Tuesday, November 15, 2011

I have a new set of wheels!

Click on image to enlarge

It's a big moment when you get to sit in your creation and and make engine noises! But let's back up and see how I got here.

Once the gear was in place, it was time to assemble the wheels, axles, brakes and wheel pant bracket. I bought everything shown in the pictures below from Great Plains Aircraft Supply. I had drilled the 4 mounting holes months ago. The caliper housing comes to you fresh from the casting mold and needs to be "machined" to allow the calipers to fit inside snugly, but able to slide side to side nicely with out binding. You just use a combination of files and sanding tubes to slowly remove just the right amount of material to get the fit you want.

My axles had a "knob" on the back side of the mounting plate the same diameter as the axle. This is used in other installations, but not on the CX4. You have to grind this "knob" off to make the back side of the axle mounting plate completely flush. I didn't take a photo of this, but you'll figure it out if your axles come with the "knob".

There is a lot of assembly and dis-assembly in this process. You have to create a spacer to keep the wheel the correct distance away from the mounting bolts so as not to rub them on the brake disk. I used a piece of PVC tubing to cut a sample spacer until I found the distance I liked. My spacers were 1.75" long and I made them from .759" ID 4130 steel tubing. I would say this gave me a clearance of approximately 1/8".

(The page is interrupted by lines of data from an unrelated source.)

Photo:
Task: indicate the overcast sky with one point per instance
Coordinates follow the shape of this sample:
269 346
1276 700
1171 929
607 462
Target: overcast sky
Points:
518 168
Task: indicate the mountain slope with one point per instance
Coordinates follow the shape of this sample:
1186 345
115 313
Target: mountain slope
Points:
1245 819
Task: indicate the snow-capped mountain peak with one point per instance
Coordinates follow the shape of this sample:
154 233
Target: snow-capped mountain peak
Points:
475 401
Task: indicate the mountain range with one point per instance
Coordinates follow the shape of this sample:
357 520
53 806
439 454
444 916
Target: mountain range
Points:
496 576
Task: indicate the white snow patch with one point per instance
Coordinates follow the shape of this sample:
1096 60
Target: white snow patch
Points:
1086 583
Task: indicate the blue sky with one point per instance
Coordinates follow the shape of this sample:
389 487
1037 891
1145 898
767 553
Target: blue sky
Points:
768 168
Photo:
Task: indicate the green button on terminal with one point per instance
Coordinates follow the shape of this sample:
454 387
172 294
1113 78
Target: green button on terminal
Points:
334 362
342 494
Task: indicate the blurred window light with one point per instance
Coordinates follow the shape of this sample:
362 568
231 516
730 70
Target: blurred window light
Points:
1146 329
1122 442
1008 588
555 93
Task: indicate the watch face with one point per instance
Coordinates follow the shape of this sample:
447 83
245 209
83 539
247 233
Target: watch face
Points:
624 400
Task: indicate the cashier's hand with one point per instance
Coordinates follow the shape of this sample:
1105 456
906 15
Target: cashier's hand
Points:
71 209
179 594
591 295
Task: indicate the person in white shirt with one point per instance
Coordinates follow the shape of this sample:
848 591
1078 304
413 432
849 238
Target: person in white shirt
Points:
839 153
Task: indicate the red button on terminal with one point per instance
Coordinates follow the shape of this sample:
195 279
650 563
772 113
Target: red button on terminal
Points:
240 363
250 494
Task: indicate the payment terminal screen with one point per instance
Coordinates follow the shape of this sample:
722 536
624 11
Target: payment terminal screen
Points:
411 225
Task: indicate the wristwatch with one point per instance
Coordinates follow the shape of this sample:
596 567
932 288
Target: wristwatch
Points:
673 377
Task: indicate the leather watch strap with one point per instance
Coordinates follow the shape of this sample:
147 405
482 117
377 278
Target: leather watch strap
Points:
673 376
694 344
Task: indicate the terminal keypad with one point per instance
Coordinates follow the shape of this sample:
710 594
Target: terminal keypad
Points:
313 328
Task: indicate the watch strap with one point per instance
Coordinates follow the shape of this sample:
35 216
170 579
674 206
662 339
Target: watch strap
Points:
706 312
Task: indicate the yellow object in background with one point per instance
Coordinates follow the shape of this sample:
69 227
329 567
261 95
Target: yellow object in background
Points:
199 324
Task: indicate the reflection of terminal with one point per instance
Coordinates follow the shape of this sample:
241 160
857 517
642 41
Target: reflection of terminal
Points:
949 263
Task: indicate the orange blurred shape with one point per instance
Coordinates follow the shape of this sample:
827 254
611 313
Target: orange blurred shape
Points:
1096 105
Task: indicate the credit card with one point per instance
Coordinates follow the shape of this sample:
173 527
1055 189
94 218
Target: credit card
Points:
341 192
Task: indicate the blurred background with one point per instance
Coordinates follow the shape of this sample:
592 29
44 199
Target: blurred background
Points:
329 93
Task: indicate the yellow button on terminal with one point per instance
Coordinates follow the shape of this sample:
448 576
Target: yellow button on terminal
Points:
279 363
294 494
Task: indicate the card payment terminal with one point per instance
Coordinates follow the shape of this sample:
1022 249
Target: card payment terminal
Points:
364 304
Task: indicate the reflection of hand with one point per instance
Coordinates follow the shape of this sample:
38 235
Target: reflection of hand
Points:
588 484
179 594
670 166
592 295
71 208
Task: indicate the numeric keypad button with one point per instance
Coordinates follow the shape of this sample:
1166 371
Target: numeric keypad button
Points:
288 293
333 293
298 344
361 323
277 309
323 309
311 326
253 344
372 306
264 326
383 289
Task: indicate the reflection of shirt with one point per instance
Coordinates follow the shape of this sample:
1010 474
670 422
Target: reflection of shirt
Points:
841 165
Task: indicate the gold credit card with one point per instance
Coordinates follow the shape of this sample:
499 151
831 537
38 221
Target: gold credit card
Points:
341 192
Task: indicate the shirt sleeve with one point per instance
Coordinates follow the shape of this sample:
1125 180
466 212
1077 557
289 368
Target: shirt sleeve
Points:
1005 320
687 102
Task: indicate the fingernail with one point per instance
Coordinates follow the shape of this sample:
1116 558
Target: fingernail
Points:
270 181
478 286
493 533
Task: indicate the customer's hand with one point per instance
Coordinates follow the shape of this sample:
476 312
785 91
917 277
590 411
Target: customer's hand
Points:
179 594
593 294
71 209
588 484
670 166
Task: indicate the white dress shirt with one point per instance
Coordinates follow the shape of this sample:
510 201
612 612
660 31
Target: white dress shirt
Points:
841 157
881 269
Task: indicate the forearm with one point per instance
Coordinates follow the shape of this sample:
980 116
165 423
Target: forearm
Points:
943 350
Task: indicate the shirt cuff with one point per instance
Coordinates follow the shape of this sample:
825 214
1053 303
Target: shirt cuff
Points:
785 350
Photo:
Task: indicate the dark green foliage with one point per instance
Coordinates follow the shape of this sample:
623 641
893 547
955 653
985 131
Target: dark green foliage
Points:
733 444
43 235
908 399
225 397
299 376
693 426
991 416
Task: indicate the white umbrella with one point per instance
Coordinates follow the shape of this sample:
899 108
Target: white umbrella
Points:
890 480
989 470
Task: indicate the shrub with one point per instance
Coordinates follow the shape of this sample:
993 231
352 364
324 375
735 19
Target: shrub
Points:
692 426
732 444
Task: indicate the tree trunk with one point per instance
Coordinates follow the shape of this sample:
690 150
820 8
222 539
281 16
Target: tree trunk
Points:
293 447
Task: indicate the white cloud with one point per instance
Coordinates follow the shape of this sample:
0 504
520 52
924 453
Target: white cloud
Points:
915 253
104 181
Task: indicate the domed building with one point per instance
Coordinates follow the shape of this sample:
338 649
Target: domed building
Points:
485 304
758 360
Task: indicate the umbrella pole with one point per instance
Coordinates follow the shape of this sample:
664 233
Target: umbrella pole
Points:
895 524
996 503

Once you have everything the way you want them, you disassemble everything so you can pack the wheel bearings with grease. When you are done with that, you reassemble everything and mark a dot on the axle threads where you want to drill a cotter pin hole to hold the castle nut in place. I was told to only hand tighten the castle nut. Over tightening doesn't allow the wheel to rotate freely.

Also in the photos you can see the piece of aluminum where the wheel pants will be attached later. I used the pattern from the plans and found I had to modify them slightly to fit around my brake assembly. No big deal though.

Next I finished installing the tail wheel. When you tighten the forward bolt it will dent the bottom fuselage skin slightly. This is normal according to Dave Thatcher. I spent an afternoon trying to figure a way to avoid the dent, but the solution eluded me. Mine will have the dent like Dave's does. It is so minor that when you turn it over you don't know it's there.

Now it was time to turn it over! My son was the first to sit in it and he liked it. Then it was my turn. Here is where I get to caution the rest of you. It is best not to put too much weight on the seat area until you have attached the side panels. Why you ask? Because when I stepped on to the spar with one foot I heard a loud bang! I took my foot off and looked around and everything seemed to be in place. So I tried again. This time when I place my second foot on the spar I heard another loud bang! I step off and looked around. I still didn't see anything wrong. So I tried again to get in and this time there were no annoying sounds, but when I sat down and look forward, I could see that the single rivet at the top of each F5 bulkhead had popped free from the top longeron. I decided I needed to go on a diet.

I got out and found my two long wood clamps and pulled the lower and upper longerons together and drilled out and replaced the two rivets. I used longer rivets as well. I'll have to wait until the side skins have been installed to make engine noises again.

I have started installing the forward floor ribs so that will be my next update.